Additionally, the IRS recently issued Revenue Ruling 2020-27, stating that expenses funded through a PPP loan are not deductible for 2020 if “the taxpayer reasonably expects to receive forgiveness of the covered loan on the basis of the expenses it paid or accrued during the covered period, even if the taxpayer has not submitted an application for forgiveness of the covered loan by the end of such taxable year.
 
Since the IRS issued Notice 2020-32, Congress has signaled that it intends to overturn the ruling. The Democratic and Republican Chairmen of the House Ways and Means and Senate Finance Committees issued public statements saying that the IRS Notice, and, more recently, the IRS Revenue Ruling, is flawed and contrary to Congressional intent.

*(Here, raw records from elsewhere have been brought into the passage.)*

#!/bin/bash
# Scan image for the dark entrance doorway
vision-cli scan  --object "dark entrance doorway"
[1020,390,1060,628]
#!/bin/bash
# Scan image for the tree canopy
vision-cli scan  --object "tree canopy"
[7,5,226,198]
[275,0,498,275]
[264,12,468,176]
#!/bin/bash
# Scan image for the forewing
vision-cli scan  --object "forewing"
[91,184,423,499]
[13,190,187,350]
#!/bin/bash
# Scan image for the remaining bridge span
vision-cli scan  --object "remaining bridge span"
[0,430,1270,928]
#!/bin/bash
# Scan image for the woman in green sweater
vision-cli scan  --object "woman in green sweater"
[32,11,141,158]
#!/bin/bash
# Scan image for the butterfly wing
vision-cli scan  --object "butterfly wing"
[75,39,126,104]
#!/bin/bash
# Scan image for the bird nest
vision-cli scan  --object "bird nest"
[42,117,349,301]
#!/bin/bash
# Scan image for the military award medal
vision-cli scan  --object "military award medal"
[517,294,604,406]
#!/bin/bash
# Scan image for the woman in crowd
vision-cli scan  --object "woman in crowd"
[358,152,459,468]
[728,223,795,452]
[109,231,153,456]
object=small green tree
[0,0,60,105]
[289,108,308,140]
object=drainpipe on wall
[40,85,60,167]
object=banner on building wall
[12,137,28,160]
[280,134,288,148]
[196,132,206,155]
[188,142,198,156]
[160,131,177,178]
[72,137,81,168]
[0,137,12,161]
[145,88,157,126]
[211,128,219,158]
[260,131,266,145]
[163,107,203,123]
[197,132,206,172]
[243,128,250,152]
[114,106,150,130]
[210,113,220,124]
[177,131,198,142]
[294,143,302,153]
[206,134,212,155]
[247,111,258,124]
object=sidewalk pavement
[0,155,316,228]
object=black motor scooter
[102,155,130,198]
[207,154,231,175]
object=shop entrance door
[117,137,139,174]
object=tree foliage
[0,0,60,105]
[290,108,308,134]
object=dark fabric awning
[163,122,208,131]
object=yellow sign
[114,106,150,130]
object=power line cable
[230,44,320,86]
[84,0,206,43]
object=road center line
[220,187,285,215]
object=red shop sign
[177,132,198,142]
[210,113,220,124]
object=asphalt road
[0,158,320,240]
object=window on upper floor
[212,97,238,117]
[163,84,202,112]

Additionally, a legislative provision to overturn Notice 2020-32 was included in the Health and Economic Recovery Omnibus Emergency Solutions (HEROES) Act that passed the House of Representatives in May. 
 
The most recent IRS Revenue Ruling creates a renewed sense of urgency for Congress to address this pivotal issue before the end of the year. Allowing the IRS position to remain unchallenged will result in a significant tax increase on small business owners already suffering from the effects of COVID-19 shutdowns. This tax will hit small business owners after their PPP loan has already been spent, and just as many states are re-imposing mandatory closures of thousands of businesses in the face of spiking numbers of COVID-19 cases. 
 
Many PPP loan recipients retained employees on their payrolls, even when there was little to no work to perform, in compliance with the intent of the program to keep people employed and off the unemployment rolls. The IRS changed the rules after businesses took out PPP loans, and business owners are now being asked to pay what amounts to a surtax on their workforce. 
 
Without Congressional action, businesses will face an unexpected tax bill when they file their taxes for 2020, as they continue to struggle with government mandated shutdowns or slowdowns. Many of those businesses will close and never re-open. This senseless tax policy stands both the letter and spirit of the PPP on its head. 
 
For all these reasons, the undersigned business organizations implore you to act before the end of 2020 to address this important matter. 
 
Sincerely,
 
The Tire Industry Association (TIA) and others.